For the past week, Republicans have been putting a weird emphasis on a “balanced budget amendment” (Paul Ryan has even admitted that the balanced budget amendment is unrealistic), an amendment that was never even mentioned during the presidency of Bush 2. As Stephen Colbert satirically said last year, “Deficits don’t matter when a Republican is president, but they do when a Democrat is president”. Republican Senator Jim Demint has proved especially helpful as he has promised to veto everything and would prefer default to a debt ceiling deal.
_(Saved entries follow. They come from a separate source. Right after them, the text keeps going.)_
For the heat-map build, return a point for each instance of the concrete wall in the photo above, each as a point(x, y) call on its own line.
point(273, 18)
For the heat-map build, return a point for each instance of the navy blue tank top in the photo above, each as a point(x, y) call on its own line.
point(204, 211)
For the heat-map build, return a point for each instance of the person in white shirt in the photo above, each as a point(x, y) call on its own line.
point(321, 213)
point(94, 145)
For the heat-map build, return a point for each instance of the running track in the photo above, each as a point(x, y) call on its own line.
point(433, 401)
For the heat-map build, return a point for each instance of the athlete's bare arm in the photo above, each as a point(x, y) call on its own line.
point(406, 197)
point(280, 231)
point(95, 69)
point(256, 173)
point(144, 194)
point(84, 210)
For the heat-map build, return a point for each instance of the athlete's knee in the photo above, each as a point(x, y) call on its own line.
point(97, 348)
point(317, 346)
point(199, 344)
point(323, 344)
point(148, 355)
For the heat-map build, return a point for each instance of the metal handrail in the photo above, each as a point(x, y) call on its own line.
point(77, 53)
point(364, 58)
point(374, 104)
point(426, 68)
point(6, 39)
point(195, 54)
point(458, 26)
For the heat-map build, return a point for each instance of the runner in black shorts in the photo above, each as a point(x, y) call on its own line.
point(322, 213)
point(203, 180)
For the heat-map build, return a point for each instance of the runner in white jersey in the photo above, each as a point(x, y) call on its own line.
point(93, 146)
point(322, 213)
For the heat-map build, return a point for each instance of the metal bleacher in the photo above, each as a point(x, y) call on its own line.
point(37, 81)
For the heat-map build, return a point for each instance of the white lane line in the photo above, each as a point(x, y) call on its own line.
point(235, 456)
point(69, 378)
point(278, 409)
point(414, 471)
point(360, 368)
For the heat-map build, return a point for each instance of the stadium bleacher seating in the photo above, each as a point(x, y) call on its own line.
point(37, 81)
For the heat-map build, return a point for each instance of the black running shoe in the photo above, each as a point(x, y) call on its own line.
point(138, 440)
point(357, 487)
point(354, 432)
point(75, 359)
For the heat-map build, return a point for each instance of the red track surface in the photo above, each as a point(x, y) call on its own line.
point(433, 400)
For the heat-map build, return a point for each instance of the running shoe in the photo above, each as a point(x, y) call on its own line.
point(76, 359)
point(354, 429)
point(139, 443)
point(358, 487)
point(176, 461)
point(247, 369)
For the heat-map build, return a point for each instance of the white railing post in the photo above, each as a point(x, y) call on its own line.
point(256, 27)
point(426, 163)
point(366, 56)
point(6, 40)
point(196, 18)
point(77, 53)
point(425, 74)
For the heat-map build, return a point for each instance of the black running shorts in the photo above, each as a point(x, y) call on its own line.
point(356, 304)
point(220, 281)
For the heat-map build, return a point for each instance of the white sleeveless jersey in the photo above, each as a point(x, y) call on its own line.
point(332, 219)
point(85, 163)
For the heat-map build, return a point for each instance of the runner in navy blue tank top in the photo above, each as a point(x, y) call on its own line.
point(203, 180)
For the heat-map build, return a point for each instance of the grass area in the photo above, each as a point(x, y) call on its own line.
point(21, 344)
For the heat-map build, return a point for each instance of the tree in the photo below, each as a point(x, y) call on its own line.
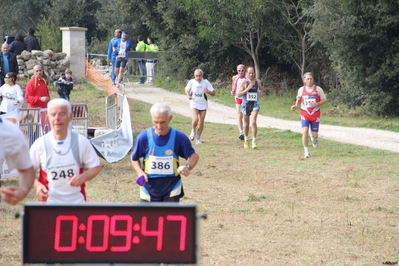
point(18, 16)
point(78, 13)
point(362, 39)
point(241, 23)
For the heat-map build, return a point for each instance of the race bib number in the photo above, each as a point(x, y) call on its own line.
point(198, 95)
point(59, 175)
point(252, 96)
point(160, 165)
point(309, 100)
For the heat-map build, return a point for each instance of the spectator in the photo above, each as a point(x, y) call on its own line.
point(65, 85)
point(18, 45)
point(37, 93)
point(121, 48)
point(15, 151)
point(111, 55)
point(12, 94)
point(8, 62)
point(153, 48)
point(32, 43)
point(237, 80)
point(141, 47)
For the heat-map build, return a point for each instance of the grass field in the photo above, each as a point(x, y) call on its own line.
point(267, 206)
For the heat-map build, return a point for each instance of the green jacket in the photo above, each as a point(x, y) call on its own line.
point(141, 46)
point(152, 48)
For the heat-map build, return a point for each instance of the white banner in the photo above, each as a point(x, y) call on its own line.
point(114, 145)
point(5, 172)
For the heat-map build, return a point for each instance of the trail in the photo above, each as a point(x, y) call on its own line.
point(218, 113)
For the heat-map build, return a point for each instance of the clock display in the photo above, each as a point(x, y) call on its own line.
point(111, 233)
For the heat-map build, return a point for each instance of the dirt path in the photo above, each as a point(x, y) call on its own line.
point(218, 113)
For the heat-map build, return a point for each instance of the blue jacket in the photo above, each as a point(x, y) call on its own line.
point(111, 44)
point(129, 46)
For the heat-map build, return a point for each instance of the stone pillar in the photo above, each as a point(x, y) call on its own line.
point(74, 45)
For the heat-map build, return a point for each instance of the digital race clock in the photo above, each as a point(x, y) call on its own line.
point(111, 233)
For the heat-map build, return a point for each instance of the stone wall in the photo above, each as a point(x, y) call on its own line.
point(54, 64)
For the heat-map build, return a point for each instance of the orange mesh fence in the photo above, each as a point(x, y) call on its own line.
point(99, 79)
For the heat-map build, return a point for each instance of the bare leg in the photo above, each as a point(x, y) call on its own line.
point(120, 76)
point(194, 117)
point(254, 118)
point(305, 136)
point(116, 74)
point(246, 124)
point(201, 120)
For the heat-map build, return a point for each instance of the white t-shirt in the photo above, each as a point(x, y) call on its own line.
point(11, 94)
point(13, 147)
point(63, 166)
point(196, 90)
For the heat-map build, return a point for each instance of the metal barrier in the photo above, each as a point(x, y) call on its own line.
point(131, 69)
point(29, 123)
point(80, 119)
point(111, 117)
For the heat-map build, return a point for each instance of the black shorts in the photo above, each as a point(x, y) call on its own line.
point(120, 62)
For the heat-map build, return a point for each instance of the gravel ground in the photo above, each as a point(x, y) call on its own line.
point(218, 113)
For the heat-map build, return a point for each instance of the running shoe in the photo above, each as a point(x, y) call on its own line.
point(254, 145)
point(192, 135)
point(315, 143)
point(246, 144)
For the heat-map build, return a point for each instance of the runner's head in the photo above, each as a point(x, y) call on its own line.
point(161, 115)
point(59, 115)
point(198, 74)
point(308, 79)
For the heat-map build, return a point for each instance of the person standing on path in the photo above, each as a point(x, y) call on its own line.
point(14, 150)
point(111, 57)
point(141, 47)
point(37, 94)
point(121, 49)
point(237, 81)
point(196, 91)
point(160, 146)
point(310, 97)
point(153, 48)
point(250, 91)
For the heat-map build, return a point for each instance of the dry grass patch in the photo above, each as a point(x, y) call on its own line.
point(267, 206)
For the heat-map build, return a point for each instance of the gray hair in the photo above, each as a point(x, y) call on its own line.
point(160, 108)
point(198, 70)
point(59, 102)
point(308, 74)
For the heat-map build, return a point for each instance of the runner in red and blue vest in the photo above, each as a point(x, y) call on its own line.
point(310, 97)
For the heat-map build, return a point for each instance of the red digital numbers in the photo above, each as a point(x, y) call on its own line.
point(109, 227)
point(158, 233)
point(126, 233)
point(61, 221)
point(183, 226)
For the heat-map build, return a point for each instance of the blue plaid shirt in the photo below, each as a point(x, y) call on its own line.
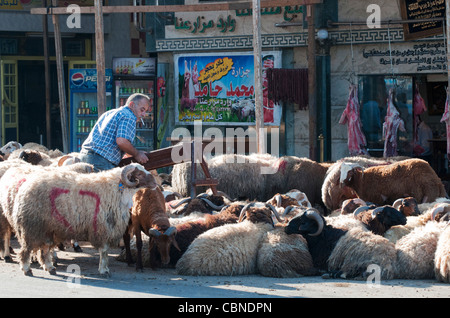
point(119, 122)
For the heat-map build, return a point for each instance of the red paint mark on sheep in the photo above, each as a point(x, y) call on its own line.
point(97, 206)
point(55, 193)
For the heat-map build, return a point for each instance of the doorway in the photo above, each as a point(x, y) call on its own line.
point(32, 108)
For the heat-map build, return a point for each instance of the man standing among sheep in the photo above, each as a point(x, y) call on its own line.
point(113, 134)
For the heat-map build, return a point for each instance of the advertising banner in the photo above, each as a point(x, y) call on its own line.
point(129, 66)
point(218, 89)
point(86, 79)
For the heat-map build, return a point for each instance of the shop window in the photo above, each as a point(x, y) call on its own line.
point(373, 98)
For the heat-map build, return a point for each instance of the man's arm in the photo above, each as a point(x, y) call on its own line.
point(126, 146)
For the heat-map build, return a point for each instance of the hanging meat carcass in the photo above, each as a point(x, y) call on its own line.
point(419, 108)
point(356, 139)
point(446, 118)
point(392, 123)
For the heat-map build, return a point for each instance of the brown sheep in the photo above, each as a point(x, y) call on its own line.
point(149, 216)
point(385, 184)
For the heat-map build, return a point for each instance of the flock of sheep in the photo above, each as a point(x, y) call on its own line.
point(338, 220)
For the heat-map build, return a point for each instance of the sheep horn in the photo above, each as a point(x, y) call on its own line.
point(376, 211)
point(274, 212)
point(360, 209)
point(397, 203)
point(125, 176)
point(313, 215)
point(288, 210)
point(437, 209)
point(171, 231)
point(154, 232)
point(244, 209)
point(215, 207)
point(180, 203)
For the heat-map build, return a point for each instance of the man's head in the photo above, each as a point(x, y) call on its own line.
point(139, 104)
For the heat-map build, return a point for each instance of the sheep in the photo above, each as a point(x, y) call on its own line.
point(416, 252)
point(230, 249)
point(149, 216)
point(10, 182)
point(384, 184)
point(343, 252)
point(442, 257)
point(379, 219)
point(7, 149)
point(201, 203)
point(66, 205)
point(261, 176)
point(430, 212)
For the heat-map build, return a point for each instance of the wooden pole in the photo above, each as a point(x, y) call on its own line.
point(312, 107)
point(447, 33)
point(259, 115)
point(47, 79)
point(100, 58)
point(61, 85)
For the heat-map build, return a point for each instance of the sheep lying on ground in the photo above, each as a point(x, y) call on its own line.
point(260, 176)
point(282, 255)
point(149, 216)
point(442, 257)
point(229, 249)
point(66, 205)
point(429, 213)
point(384, 184)
point(340, 252)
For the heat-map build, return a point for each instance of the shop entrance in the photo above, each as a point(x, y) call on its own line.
point(31, 104)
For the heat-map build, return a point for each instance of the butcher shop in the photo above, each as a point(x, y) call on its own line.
point(379, 84)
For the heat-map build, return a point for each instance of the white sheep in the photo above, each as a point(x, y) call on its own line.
point(442, 257)
point(416, 252)
point(10, 182)
point(65, 205)
point(229, 249)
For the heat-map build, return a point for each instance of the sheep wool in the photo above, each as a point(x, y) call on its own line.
point(442, 257)
point(282, 255)
point(358, 249)
point(227, 250)
point(416, 252)
point(68, 205)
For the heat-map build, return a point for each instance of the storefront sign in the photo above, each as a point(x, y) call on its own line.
point(422, 9)
point(218, 89)
point(134, 66)
point(20, 5)
point(421, 57)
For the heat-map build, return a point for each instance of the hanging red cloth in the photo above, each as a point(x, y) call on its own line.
point(419, 108)
point(392, 123)
point(356, 139)
point(446, 118)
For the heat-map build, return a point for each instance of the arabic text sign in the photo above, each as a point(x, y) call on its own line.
point(219, 89)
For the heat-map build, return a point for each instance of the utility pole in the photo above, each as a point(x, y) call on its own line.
point(259, 115)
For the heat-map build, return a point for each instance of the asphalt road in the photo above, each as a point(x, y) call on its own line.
point(77, 277)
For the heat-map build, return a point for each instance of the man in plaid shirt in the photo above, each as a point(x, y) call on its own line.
point(113, 134)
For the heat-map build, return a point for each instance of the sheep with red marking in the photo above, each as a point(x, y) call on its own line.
point(12, 179)
point(442, 257)
point(384, 184)
point(149, 216)
point(340, 252)
point(230, 249)
point(65, 205)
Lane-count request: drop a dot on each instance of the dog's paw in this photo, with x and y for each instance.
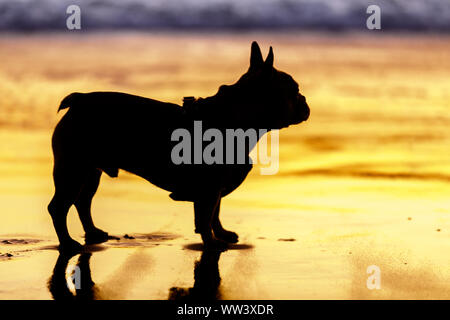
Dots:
(215, 244)
(227, 236)
(97, 236)
(70, 247)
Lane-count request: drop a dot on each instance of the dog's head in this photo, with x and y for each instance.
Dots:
(271, 96)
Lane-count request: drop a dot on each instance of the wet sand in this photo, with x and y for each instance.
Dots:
(364, 182)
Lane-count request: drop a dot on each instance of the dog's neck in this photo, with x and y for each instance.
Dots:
(222, 111)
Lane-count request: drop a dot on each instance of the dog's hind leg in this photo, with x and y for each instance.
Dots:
(204, 209)
(68, 183)
(219, 231)
(83, 205)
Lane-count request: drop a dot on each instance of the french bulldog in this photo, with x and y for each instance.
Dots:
(108, 131)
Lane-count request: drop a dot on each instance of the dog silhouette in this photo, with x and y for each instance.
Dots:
(108, 131)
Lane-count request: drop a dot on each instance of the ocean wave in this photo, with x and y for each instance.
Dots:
(413, 15)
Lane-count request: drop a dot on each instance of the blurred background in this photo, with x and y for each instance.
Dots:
(365, 181)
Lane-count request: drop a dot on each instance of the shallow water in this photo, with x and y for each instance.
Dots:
(364, 182)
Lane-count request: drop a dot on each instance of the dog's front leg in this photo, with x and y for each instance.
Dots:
(204, 209)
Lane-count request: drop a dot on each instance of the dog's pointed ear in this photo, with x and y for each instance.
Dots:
(269, 60)
(256, 60)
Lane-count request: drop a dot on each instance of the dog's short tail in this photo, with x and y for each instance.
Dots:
(69, 101)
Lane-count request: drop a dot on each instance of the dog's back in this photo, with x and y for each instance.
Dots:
(111, 131)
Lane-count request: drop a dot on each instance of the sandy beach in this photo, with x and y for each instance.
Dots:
(365, 181)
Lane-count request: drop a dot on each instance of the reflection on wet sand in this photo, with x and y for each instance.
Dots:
(206, 277)
(84, 290)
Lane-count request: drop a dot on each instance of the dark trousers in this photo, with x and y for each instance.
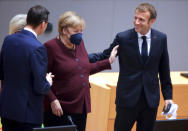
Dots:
(78, 119)
(11, 125)
(141, 113)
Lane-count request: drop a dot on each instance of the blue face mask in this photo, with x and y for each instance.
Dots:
(76, 38)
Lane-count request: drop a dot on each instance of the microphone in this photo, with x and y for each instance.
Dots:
(70, 120)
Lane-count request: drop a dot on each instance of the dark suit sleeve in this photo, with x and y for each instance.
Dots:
(93, 57)
(38, 67)
(164, 73)
(51, 96)
(99, 66)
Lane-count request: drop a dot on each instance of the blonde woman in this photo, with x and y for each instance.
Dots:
(68, 61)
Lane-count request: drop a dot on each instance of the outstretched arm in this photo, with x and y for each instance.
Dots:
(93, 57)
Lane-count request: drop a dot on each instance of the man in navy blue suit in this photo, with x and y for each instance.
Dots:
(23, 64)
(143, 56)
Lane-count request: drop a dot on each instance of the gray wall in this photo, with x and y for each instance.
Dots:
(104, 18)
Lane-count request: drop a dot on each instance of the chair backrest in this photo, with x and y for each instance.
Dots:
(171, 125)
(57, 128)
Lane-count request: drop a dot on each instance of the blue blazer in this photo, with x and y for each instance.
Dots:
(134, 74)
(23, 64)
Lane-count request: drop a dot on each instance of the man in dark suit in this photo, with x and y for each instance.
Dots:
(142, 56)
(23, 64)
Focus (by both the press and Democrats) has been on Wall Street’s reaction to the negotiations, but the value of the dollar is much more important to the average person, and after the vote on Thursday night failed, the dollar fell drastically.

 

We now know why the vote failed in the House on Thursday and (with the insertion of the amendment) passed on Friday, as more than 110 “trade groups” (including Real Estate companies, the Chamber of Commerce, manufacturing groups, and even the National Beer Wholesalers Association) signed a letter supporting Speaker Boehner’s proposal. However, top Ronald Reagan advisors (the latest being his domestic policy advisor Bruce Bartlett) are calling for taxes to be raised on the wealthy (most importantly, the capital gains rate) and that the whole “trickle-down” economics theory is bunk.

 

56% of Americans still think a deal will be struck, and 68% of people think that there should be some kind of compromise and only 23 percent favor default over compromise. Even the majority of Republican voters favor a compromise (while the majority of self identifying “Tea Partiers” do not favor a compromise). Meanwhile, leaders of both parties are becoming even less popular (with Obama’s approval rating falling to 40%, and Harry Reid and Boehner’s ratings being even lower). Also, the job issue is considered much more important than government debt by most Americans.

 

Some commentators have correctly pointed out that lost in all this bogus debt ceiling talk (and the talk about the debt in particular, with even commentators like Fareed Zakari calling for major “reforms” in “entitlements”) is that unemployment is the bigger crisis. Perhaps even more lost in the shuffle is the even bigger crisis facing the American economy, income inequality. A recent Pew Study shows that the wealth gap has become even more lopsided between ethnic groups. The average white family’s wealth is 20 times that of the average Hispanic or black family. 31% of Hispanic families have zero or negative net worth, 35% of black families and 15% of white families suffer the same fate. So perhaps it could be correctly said that at the same time wealthy members of Congress debate where to make cuts in social programs, they have been stealing everyone’s money.